In 1987, the United States Sentencing Commission presented its Sentencing Guidelines. One of the goals of the Sentencing Commission was to bring about tougher sentencing for “White Collar crimes”. Even the most minor White Collar felonies would draw incarceration under the guidelines. Until 2005, these guidelines were mandatory, then the U.S. Supreme Court’s decision in U.S. v. Booker changed the rules and held that the sentencing guidelines are now advisory in nature (in other words, the judge has much more discretion).

The sentencing guidelines assign a numerical offense level (ranging from number one to number forty three) for every Federal offense. Level one is the lowest, and level forty three is the highest (i.e., a level forty three results in life imprisonment).

RICO offenses are automatically given a base offense level of nineteen or the level applicable to the predicate act, whichever is greater.

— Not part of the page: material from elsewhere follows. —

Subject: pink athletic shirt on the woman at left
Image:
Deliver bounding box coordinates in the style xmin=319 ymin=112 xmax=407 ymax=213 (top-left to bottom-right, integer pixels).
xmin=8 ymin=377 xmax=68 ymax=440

A defendant with no prior significant record who was assigned the minimum level (nineteen) would receive a sentence of thirty (30) to thirty seven (37) months in prison. This is the minimum. However, the guidelines also provide for a number of adjustments that can either increase or decrease an offense level. This means that a judge can tailor a particular sentence to a defendant based on the factors set forth in 18 U.S.C. §3553(a).

Not only will a skilled RICO defense attorney attack the length of the sentence, but also the place of incarceration. Although the judge cannot dictate where a sentence will be served, he can recommend to the Bureau of Prisons where the sentence should be carried out. They normally will attempt to follow the judge’s recommendation. Where a Defendant is incarcerated is obviously important due to access to family, medical treatment, and overall quality of life.